La difícil situación de cada hogar queda grabada en la mente de los voluntarios, que anotan las principales dificultades y días después regresan a los hogares para ver cómo continúa la situación. 
Con esta metodología cada uno cumple un rol, pero a veces la emergencia les toca de cerca. “En ocasiones uno siente el peso emocional, porque vivimos acá. No dejamos de ser víctimas de esta situación. De hecho, tres bomberos se vieron afectados por el temporal. Uno de ello tuvo que auto-evacuarse porque su casa se inundó por completo. Pero pese a todo, Roberto Zacarías continuó trabajando y colaborando como bombero”, agregó la profesora en psicología. Otras de las labores que llevan adelante es la de acercar las donaciones, recolectadas en la parroquia de la localidad. De esta forma auxilian las familias que se encuentran en los parajes que quedaron aislados. “Tenemos un mapa de riesgo donde consultamos y revisamos los lugares que necesitan de mercadería y en todos los operativos nos acompaña un médico para brindar asistencia para evitar riesgos”, detalló Carolina.
A su lado se encontraba Liz que agregó: “Hoy (por el sábado), es el quinto día que llevamos asistencia por medio de un helicóptero. Primero gendarmería realizó un reconocimiento del área afectada, se detectan los puntos en los que se puede aterrizar para llevar provisiones, y después trasladamos los alimentos, ropas, algunas mantas, y colchones”.
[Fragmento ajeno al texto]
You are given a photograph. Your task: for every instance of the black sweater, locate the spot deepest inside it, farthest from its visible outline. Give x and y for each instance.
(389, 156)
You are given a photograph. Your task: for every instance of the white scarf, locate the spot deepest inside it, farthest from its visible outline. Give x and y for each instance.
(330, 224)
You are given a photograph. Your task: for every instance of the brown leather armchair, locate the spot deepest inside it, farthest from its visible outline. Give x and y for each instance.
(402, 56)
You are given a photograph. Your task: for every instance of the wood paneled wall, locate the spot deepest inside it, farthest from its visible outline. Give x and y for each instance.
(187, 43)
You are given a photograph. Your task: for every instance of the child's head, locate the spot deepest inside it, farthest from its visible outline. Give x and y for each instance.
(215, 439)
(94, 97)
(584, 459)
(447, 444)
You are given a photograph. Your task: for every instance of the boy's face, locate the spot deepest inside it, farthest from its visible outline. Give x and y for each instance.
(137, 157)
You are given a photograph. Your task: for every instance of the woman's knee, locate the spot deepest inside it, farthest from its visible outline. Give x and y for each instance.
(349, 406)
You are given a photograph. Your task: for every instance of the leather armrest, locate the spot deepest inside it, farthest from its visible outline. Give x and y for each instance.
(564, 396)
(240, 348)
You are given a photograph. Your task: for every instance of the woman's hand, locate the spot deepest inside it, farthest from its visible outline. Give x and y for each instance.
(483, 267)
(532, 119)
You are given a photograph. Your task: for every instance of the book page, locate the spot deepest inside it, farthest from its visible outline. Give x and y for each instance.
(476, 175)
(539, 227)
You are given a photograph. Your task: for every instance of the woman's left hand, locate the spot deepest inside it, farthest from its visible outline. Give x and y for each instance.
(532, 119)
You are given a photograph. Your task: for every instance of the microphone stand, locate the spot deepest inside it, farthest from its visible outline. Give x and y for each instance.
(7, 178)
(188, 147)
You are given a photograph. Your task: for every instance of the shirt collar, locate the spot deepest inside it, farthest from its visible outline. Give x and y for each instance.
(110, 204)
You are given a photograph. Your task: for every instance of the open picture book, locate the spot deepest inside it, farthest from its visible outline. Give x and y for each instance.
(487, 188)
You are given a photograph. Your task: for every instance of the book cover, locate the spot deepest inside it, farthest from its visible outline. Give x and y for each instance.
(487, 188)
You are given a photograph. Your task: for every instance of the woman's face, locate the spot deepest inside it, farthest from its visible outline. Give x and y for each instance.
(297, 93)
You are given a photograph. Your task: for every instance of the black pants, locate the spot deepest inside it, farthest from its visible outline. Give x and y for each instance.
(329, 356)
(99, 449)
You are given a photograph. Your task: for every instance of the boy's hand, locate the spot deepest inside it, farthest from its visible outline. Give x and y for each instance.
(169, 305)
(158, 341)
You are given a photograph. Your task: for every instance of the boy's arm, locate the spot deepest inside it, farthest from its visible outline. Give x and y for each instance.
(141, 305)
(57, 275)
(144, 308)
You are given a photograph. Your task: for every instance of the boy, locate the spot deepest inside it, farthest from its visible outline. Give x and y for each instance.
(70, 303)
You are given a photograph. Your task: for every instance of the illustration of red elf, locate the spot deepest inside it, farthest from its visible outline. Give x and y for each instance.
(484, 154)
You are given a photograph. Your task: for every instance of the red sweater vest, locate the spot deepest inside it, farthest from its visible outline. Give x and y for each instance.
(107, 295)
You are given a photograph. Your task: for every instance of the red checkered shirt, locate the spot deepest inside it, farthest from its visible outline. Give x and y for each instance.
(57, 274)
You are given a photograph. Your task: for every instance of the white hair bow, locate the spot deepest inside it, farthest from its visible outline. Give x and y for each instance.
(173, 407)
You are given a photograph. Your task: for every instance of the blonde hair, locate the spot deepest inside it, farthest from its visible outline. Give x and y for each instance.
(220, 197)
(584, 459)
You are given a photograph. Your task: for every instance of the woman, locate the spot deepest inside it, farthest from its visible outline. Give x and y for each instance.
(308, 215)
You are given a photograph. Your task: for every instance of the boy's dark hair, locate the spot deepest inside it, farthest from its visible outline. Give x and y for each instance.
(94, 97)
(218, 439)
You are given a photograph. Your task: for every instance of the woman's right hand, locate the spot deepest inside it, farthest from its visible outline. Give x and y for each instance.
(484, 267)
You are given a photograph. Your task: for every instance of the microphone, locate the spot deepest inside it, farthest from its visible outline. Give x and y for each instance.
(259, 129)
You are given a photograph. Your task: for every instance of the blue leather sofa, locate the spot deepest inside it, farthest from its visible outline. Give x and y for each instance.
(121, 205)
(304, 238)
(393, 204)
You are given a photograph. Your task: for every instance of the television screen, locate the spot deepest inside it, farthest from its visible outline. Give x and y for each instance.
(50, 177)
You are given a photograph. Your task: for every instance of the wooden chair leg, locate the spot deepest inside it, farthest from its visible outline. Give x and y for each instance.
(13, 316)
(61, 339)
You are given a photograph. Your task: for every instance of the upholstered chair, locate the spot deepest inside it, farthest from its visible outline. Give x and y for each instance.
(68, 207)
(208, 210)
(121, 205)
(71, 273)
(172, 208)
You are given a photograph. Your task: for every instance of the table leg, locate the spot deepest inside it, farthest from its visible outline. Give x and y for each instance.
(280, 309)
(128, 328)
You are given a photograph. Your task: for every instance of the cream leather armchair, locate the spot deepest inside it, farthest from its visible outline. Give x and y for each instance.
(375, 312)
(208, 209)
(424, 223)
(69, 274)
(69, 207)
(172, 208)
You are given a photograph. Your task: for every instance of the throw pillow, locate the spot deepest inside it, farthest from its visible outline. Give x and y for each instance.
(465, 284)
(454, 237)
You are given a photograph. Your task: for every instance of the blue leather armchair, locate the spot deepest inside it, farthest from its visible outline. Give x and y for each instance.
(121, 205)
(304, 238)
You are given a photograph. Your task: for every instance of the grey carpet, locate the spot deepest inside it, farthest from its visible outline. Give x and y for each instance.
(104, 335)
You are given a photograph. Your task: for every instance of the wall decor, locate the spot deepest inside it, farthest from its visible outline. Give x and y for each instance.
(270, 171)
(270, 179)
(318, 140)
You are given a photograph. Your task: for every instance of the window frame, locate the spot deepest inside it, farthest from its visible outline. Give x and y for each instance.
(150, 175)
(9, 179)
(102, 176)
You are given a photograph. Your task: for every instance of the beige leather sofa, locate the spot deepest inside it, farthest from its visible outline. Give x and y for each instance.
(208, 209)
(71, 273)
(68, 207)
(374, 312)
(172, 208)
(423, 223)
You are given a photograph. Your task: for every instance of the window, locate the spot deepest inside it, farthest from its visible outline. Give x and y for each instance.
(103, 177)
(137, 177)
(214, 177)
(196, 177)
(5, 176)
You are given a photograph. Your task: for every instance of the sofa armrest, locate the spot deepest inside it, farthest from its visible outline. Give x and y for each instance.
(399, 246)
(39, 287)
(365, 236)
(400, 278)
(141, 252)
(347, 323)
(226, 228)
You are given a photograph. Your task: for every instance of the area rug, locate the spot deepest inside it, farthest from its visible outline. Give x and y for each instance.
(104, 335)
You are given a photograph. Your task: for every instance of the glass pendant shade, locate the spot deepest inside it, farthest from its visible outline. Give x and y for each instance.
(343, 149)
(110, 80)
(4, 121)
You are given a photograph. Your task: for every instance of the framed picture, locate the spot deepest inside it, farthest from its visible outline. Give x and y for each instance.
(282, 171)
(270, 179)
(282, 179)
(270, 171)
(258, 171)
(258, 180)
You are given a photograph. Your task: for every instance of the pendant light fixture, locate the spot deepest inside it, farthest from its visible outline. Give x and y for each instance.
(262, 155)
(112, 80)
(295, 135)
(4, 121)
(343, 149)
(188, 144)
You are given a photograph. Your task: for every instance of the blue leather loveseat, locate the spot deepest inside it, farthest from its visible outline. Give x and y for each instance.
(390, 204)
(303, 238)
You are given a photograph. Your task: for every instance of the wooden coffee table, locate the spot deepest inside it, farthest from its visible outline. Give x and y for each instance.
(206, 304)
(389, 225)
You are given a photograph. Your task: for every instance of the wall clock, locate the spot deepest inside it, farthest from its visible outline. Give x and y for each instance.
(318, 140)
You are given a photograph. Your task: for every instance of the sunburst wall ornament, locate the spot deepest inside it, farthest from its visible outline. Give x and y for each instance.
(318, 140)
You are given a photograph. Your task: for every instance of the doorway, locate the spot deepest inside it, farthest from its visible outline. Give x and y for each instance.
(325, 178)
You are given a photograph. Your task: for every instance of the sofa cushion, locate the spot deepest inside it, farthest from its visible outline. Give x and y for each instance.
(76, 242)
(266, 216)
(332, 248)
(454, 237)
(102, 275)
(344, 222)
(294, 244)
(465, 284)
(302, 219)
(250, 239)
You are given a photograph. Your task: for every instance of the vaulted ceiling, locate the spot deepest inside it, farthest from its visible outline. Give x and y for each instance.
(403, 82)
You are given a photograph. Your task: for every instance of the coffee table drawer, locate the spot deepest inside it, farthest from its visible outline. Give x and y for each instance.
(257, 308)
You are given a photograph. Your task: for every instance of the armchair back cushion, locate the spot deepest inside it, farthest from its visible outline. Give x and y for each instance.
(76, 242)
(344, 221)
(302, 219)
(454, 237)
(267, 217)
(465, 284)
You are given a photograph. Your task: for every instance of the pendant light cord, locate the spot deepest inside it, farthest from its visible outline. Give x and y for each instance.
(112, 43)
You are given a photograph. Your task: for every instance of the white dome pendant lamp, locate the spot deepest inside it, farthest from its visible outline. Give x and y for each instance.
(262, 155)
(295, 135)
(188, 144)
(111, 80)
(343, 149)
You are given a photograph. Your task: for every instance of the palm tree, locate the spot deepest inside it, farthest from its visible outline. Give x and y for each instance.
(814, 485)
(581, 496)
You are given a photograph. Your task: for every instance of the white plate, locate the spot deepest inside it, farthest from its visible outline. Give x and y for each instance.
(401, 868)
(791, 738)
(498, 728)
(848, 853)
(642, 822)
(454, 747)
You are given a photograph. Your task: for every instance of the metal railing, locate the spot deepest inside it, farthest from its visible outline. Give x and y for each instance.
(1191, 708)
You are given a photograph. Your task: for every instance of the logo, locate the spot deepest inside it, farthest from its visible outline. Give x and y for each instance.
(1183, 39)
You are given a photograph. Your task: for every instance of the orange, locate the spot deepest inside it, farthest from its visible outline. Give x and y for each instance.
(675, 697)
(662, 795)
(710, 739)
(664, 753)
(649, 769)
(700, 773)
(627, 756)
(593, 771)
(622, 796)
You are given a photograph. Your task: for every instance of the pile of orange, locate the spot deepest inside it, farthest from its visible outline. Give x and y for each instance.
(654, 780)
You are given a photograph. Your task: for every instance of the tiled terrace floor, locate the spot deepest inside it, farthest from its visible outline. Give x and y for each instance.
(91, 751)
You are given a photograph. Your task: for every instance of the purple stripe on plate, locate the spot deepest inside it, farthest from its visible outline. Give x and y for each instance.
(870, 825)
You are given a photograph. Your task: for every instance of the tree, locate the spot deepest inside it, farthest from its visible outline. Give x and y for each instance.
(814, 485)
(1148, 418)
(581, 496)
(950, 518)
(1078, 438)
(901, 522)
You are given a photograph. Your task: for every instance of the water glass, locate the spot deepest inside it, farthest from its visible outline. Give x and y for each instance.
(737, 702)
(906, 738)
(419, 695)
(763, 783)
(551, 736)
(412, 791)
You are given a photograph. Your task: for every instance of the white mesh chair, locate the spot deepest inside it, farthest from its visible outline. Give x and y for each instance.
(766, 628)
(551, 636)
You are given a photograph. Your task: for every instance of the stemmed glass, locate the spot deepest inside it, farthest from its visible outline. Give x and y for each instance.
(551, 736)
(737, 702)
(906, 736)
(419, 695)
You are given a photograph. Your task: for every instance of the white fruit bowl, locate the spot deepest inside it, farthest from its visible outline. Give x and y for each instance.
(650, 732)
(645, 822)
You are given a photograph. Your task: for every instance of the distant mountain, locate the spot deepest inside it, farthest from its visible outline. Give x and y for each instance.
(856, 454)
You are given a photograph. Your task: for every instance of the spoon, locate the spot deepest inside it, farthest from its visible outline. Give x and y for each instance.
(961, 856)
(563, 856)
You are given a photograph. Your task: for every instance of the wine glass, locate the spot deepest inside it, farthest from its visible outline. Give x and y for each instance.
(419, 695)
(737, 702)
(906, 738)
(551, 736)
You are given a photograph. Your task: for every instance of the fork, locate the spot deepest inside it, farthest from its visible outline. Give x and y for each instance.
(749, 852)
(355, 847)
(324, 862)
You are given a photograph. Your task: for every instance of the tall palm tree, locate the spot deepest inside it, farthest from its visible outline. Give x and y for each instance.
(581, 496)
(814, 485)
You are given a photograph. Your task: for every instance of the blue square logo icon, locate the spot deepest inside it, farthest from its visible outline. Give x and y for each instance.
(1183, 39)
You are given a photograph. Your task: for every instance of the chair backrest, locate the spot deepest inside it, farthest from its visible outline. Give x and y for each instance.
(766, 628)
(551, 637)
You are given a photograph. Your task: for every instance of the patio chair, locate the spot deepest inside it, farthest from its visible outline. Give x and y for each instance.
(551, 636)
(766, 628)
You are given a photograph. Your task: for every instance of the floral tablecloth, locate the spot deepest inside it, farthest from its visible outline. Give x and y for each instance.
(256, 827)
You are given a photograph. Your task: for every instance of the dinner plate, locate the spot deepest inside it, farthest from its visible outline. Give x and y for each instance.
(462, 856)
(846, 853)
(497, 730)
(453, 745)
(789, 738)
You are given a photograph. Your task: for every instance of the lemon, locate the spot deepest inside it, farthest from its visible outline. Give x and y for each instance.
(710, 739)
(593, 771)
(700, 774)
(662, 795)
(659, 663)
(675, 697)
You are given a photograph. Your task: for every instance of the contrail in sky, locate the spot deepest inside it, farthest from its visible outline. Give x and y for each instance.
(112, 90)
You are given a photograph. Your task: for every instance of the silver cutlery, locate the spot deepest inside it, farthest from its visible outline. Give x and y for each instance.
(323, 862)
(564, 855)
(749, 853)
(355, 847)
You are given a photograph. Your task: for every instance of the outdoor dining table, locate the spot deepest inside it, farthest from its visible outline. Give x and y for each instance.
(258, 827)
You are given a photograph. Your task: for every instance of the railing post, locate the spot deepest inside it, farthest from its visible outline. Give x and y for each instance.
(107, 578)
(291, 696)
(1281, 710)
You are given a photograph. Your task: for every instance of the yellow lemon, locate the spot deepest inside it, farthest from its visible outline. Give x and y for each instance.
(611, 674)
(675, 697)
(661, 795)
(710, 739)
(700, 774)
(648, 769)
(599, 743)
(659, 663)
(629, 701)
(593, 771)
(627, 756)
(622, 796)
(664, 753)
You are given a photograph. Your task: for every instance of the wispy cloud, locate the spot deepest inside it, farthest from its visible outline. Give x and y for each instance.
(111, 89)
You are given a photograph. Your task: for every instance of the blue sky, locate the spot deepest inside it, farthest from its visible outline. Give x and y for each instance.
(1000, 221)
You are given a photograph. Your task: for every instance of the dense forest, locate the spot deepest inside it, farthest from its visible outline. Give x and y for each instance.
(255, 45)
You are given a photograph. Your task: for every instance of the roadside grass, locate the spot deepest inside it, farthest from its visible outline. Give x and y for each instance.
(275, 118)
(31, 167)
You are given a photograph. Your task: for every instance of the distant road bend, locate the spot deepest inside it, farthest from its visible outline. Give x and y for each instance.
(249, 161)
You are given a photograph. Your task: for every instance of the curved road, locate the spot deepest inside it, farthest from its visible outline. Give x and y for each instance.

Para cerrar, los hermanos coincidieron que comenzaron con el voluntariado porque creció en ellos la vocación de ayudar al prójimo e instan a aquellos que deseen sumarse a ejercer esta vocación. 
“Siempre surge la necesidad de voluntarios, mucho más en momentos como este. Les puedo asegurar que es una profesión que brinda una satisfacción personal enorme”, sintetizó David.